I have availed the three-month moratorium. But, my cash flow issues have resolved now. What’s the best course of action I should take? 

One of the main reasons why many borrowers opted for the initial three-month moratorium (Moratorium 1.0) was due to the lockdown and prevailing uncertainty. With lockdown restrictions eased and relaxations announced, a large number of people have got back to work.

If you do not have any pressing cash flow issues, the prudent choice would be not to opt for the three-month extension of the moratorium (Moratorium 2.0). 

I did not avail of the three-month moratorium. Can I opt for the extension now?

Remember that opting for the moratorium comes with a financial cost. If you are having cash flow problems or predicting financial difficulties in the next few months, it makes sense to opt for the three-month extension on the moratorium. Choosing for the moratorium is better than defaulting on your loan EMIs. However, if you don't have any pressing cash flow problems, it’s better to continue paying your EMIs, instead of opting for the moratorium. 

Note that the six-month pause is only for EMIs and not for the interest charged on your loans. 

Additional Reading: Moratorium Period Extended for 3 More Months

Does opting for the moratorium impact my creditworthiness? 

Yes. If you have opted for the six-month moratorium, your EMIs would be paused for five to six months, depending on when you signed up.

Most banks would not offer to give you EMI-based loans for at least the next twelve months.
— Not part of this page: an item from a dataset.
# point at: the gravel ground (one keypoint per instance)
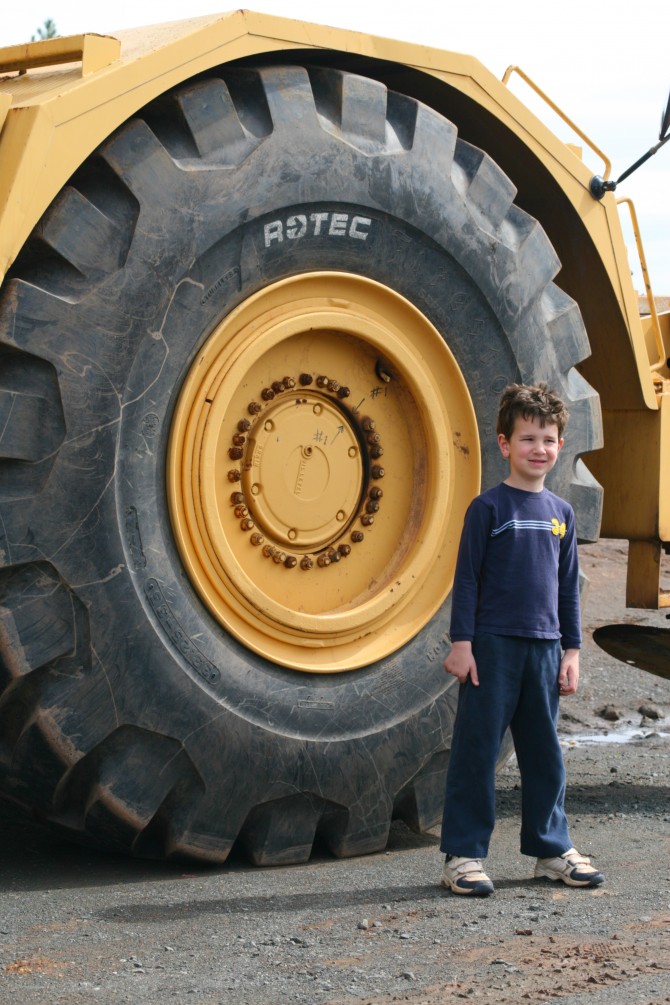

Additionally, you would have to pay EMIs for at least six months after the moratorium period to improve your creditworthiness.

What are the alternatives available to borrowers instead of opting for the moratorium? 

If you are running a business, you can reach out to your bank to see if you are eligible for ECLGS. ECLGS (Emergency Credit Line Guarantee Scheme) aims to offer financial relief for qualifying MSMEs during this pandemic. Instead of temporarily pausing your EMIs, you can opt for this scheme to better manage your business cash flows.

If you're an individual borrower, you can try paying your loan EMIs using other means like using your emergency funds, borrowing from friends and family, seeking financial assistance from your employer, etc.


Opt for the Moratorium only after a Careful Analysis of your Financial Situation

The extension of the moratorium on term loans by an additional three months certainly comes as a massive relief to numerous borrowers. Primarily for individuals struggling with a financial crisis as a result of the economic fallout due to the ongoing Covid-19 crisis.

However, opting for the moratorium could lead to long-term negative financial implications. So, make sure to consider all the aspects of the moratorium before you choose it.